From / de Bryan Gaensler (CIRADA director)
(Cassiopeia – Spring / printemps 2021)
The Canadian Initiative for Radio Astronomy Data Analysis (CIRADA) is producing science-ready public data products for large surveys being conducted with three telescopes: the Very Large Array (VLA), the Australian Square Kilometer Array Pathfinder (ASKAP), and the Canadian Hydrogen Intensity Mapping Experiment (CHIME). These products (e.g., images, cubes, time series spectra, catalogues, databases, alerts, pipeline algorithms, and software tools) utilize Canadian Advanced Network for Astronomical Research (CANFAR) services and will be searchable and usable by professional astronomers and the general public, through the Canadian Astronomy Data Centre (CADC). CIRADA also serves as a pilot project for Canada’s planned Square Kilometre Array Regional Centre (SKA).
Currently our services include:
- A “Quicklook Catalogue” of 1.7 million radio sources from the first epoch of the VLA Sky Survey (VLASS)
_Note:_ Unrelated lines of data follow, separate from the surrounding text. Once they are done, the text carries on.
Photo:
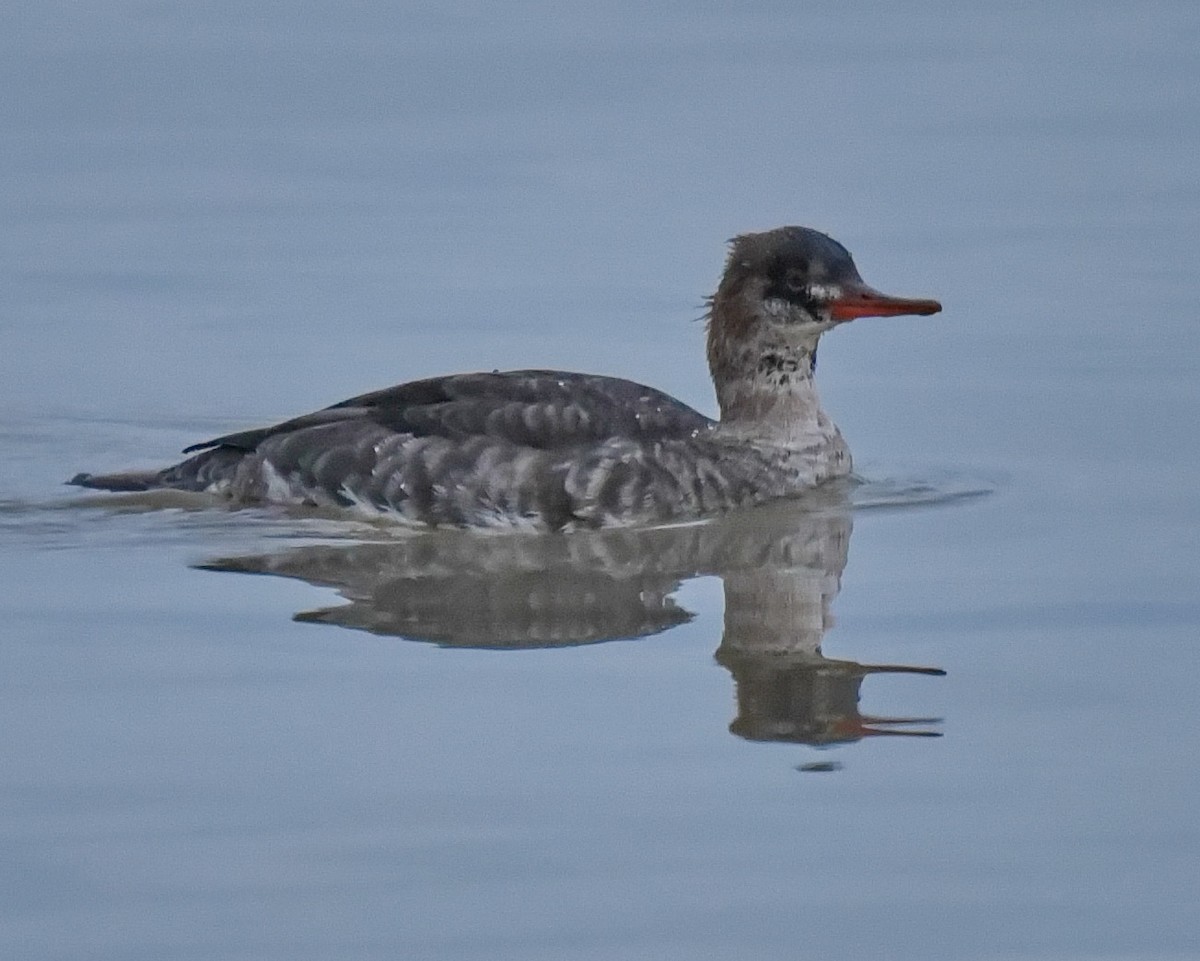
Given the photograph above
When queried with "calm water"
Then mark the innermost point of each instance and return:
(223, 214)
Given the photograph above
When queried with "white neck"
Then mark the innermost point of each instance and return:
(766, 391)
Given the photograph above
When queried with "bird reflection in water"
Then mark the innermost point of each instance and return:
(780, 564)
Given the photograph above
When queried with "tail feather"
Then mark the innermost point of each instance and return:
(208, 470)
(125, 480)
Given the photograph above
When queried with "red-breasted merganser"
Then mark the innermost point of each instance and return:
(551, 450)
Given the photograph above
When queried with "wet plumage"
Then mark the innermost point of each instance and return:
(553, 450)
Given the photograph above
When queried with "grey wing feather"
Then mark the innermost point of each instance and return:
(541, 409)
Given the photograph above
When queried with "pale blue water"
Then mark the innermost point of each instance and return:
(225, 214)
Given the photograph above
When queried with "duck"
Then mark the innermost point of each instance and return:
(559, 451)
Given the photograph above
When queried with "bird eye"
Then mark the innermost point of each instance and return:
(796, 280)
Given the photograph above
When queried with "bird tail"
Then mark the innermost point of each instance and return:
(125, 480)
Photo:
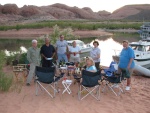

- An Image Cutout Provider that allows astronomers to quickly visualize data from multiple surveys (VLASS Quicklook, GLEAM, FIRST, NVSS, WISE, PanSTARRS, SDSS I-II) at a given position in the sky and to download the data for further analysis
- The RM-Tools software package for radio polarimetry analysis, including 1D and 3D RM synthesis, RM-clean and QU fitting on polarized radio spectra
By the end of 2021 we will be making many more software and data products available through the CIRADA portal, including PINK, a self-organizing map (SOM) that can be used (i) to produce catalogues of double and multiple radio sources, (ii) to classify radio sources as either complex or simple sources, (iii) to find source orientations, and (iv) as an annotation tool. We will be using PINK to extend the existing VLASS Quicklook component catalogue, to produce a new VLASS single epoch catalogue, and to contribute toward source catalogues for the EMU continuum survey on ASKAP. In addition to the SOM, we will be releasing “Hydra”, a comparison and analysis tool that can be used to compare multiple source-finding algorithms on radio continuum data, and the initial catalogue produced by the VLASS Quicklook Transient Marshal. Users of our science-ready data products will be able to leverage the Cube Analysis and Rendering Tool for Astronomy (CARTA) for viewing images data and tabular catalogues directly through our portal.